É davvero molto bello.

Ultima nota prima di ripartire, tra via del Fumo, via della Viola e la chiesa di san Fiorenzo si snoda un quartiere curioso, tra l’artistico ed il trasandato, tipico di una città universitaria popolata di ragazzi creativi.


GIORNO 18: LE CASCATE DELLE MARMORE
La cascata delle Marmore è formata dal fiume Velino che si getta nel Nera. Affluenti del Tevere, si incontrano a 7 km da Terni dando vita alla più alta cascata artificiale d’Europa e tra le più alte del mondo, con un dislivello complessivo di 165 m, suddiviso in tre salti. Il nome deriva dai sali di carbonato di calcio nelle rocce che le fanno sembrare marmo bianco. Il biglietto per l’ingresso al parco ed i percorsi è a pagamento ma per i bambini è una tappa bellissima.

GIORNO 19: FERENTILLO E ORVIETO
Su consiglio di una signora del luogo, decidiamo di visitare il museo delle mummie di Ferentillo. I corpi di uomini e donne del 1700 mummificati furono trovati dai frati cappuccini mentre ripulivano la cripta della chiesa. Con gli anni si scoprì che il processo di mummificazione naturale avveniva per la composizione della terra ricca di sali igroscopici che disidratavano i corpi. Muffe e microrganismi ne evitavano la decomposizione e il clima secco e freddo completava il processo. Piuttosto impressionante.
ORVIETO
Durante la risalita verso Milano ci fermiamo a Orvieto per mostrare alle bambine la magnifica Cattedrale. A quanto sembra dagli studi più recenti, la facciata fu iniziata contemporaneamente al resto della struttura, alla fine del XIII secolo e non nel 1310 come si pensava fino a tempi recentissimi. Non si conosce il nome del primo scultore che vi lavorò ma si sa che Lorenzo Maitani subentrò come capomastro ai primi del 1300 e che vi lavorò fino alla sua morte nel 1330. Maitani inserì elementi gotici, decorò a bassorilievo tutta la parte inferiore della facciata, cambiò il progetto da monocuspidato a tricuspidato e diede alla facciata l’aspetto che ha oggi. Impressionante, tra le tante decorazioni, il rosone del 1300.

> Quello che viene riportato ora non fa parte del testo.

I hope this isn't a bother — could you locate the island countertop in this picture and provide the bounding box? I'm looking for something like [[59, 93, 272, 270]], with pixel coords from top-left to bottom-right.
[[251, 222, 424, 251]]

L’interno custodisce un numero davvero importante di opere ma spiccano per importanza gli affreschi della Madonna in trono con angeli e Santi di Gentile da Fabriano del 1425 (entrando a sinistra) e il transetto destro, decorato in due fasi: Beato Angelico intervenne con Cristo giudice e i Profeti, mentre Luca Signorelli dopo 50 anni lasciò un segno indelebile nella storia dell’arte italiana, raffigurando gli Apostoli, i Simboli della Passione, i Dottori della Chiesa i Martiri, i Patriarchi, le Vergini, il Finimondo, la Predicazione dell’Anticristo, la Resurrezione della carne, Gli eletti, L’inferno, il Paradiso, poeti, letterarti e filosofi.
Con questo meraviglioso ultimo colpo di scena terminiamo il nostro incredibile viaggio alla scoperta del centro Italia… “Parte Prima” dovrei dire perchè dovremo tornare per vedere meglio alcune cose, ritrovare i nostri amati casali e vedere tanti altri luoghi che questa volta non siamo riusciti ad includere nel nostro itinerario.

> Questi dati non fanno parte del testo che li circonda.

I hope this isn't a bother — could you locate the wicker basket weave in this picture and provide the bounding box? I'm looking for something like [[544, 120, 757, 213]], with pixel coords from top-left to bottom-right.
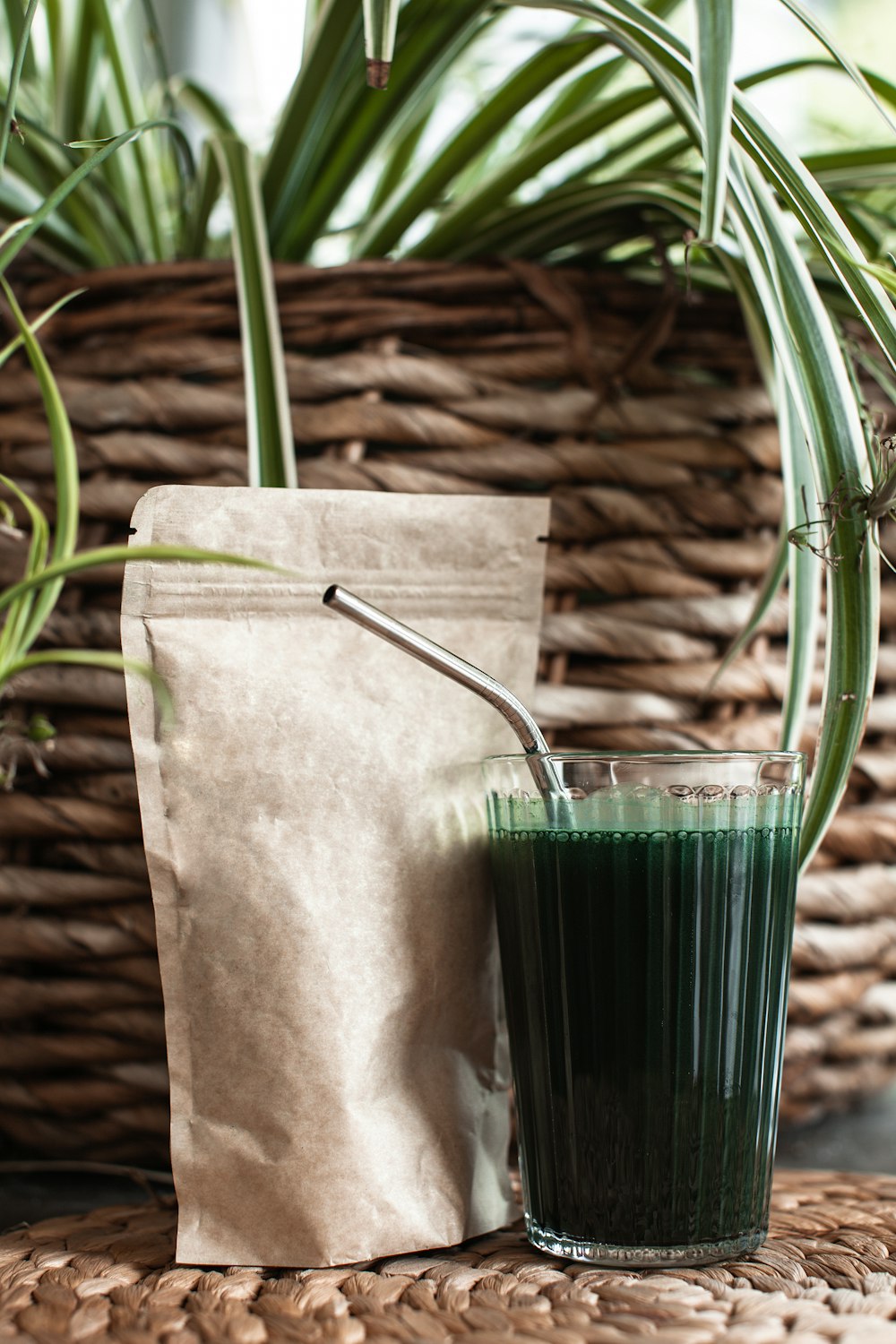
[[0, 263, 896, 1163]]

Casali consigliati per dormire: Ermo Colle, Recanati
Osterie consigliate: La torre antica, Recanati (a 10 min dal casale Ermo Colle), La taverna dell’artista, Montelupone (a 15 min dal casale Ermo Colle), L’osteria del Donca, Ponte Pattoli (Perugia, praticamente uno stellato non ufficiale), Osteria dello Sportello (vicino alla Cascate).